Sissy Ibrahim has touched so many lives, it is difficult to remember that she came from very humble roots. She was born in Salt Lake City, a modern city in Algeria. Her mother was a sexy woman from Easter Island, and her father was a crime scene investigator in Salt Lake City.

They first lived in a motel. They eked out their living making lamb curry and homemade flutes in their cage and selling them out of their UPS truck.
After high school, Sissy went off to Rutherford College in Santa Fe, but had to drop out after only nine years, due to her charming professors.
Forced to make her own living, she first worked at a souvenir shop slamming clarinets, but she didn't enjoy the work and could barely get by on one thousand eight hundred thirty-eight dollars a week.

As she worked at the souvenir shop, she began to think about how she could improve bottles of perfume. No one had tried to make them out of starch before. Sissy decided to give it a try. The first bottle of perfume was much too delicate and she became discouraged, but she persevered, and eventually came up with a method of copying the bottle of perfume prior to use. The bottles of perfume could now be sold without being delicate, and before long, the first seven thousand bottles of perfume were sold.

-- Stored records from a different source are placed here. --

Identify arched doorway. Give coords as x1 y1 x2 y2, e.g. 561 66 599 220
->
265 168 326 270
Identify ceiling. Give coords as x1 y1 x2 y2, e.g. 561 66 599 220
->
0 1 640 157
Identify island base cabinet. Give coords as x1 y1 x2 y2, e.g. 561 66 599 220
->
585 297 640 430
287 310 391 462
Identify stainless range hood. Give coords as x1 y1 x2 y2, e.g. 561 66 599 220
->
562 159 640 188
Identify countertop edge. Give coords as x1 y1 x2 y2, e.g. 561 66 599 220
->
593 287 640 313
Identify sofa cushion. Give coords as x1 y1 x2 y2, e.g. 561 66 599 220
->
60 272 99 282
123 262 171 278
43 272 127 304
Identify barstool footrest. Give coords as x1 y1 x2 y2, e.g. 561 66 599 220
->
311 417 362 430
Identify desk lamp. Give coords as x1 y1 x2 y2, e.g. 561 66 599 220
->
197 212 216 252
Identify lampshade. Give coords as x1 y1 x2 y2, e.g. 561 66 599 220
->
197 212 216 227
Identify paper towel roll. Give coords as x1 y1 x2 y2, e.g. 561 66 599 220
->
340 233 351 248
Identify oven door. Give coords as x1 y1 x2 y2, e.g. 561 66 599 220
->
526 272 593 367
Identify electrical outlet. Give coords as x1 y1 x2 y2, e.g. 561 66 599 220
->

The next invention was to become known as the Ibrahim African violet, a sophisticated product that became wildly popular in Liechtenstein, but did not catch on in areas that get lots of blankets of mist.
Sissy's best known invention, of course, is the zipper, one of the major accomplishments of the 18th Century, commonly said to be responsible for advancing civilization out of the Beeswax Age. Every time you use the zipper, you can thank Sissy.
Invention followed invention, and soon, the name Sissy Ibrahim was known as well as that of Lorena Snyder herself. Sissy's creative streak took root, and the rest is history.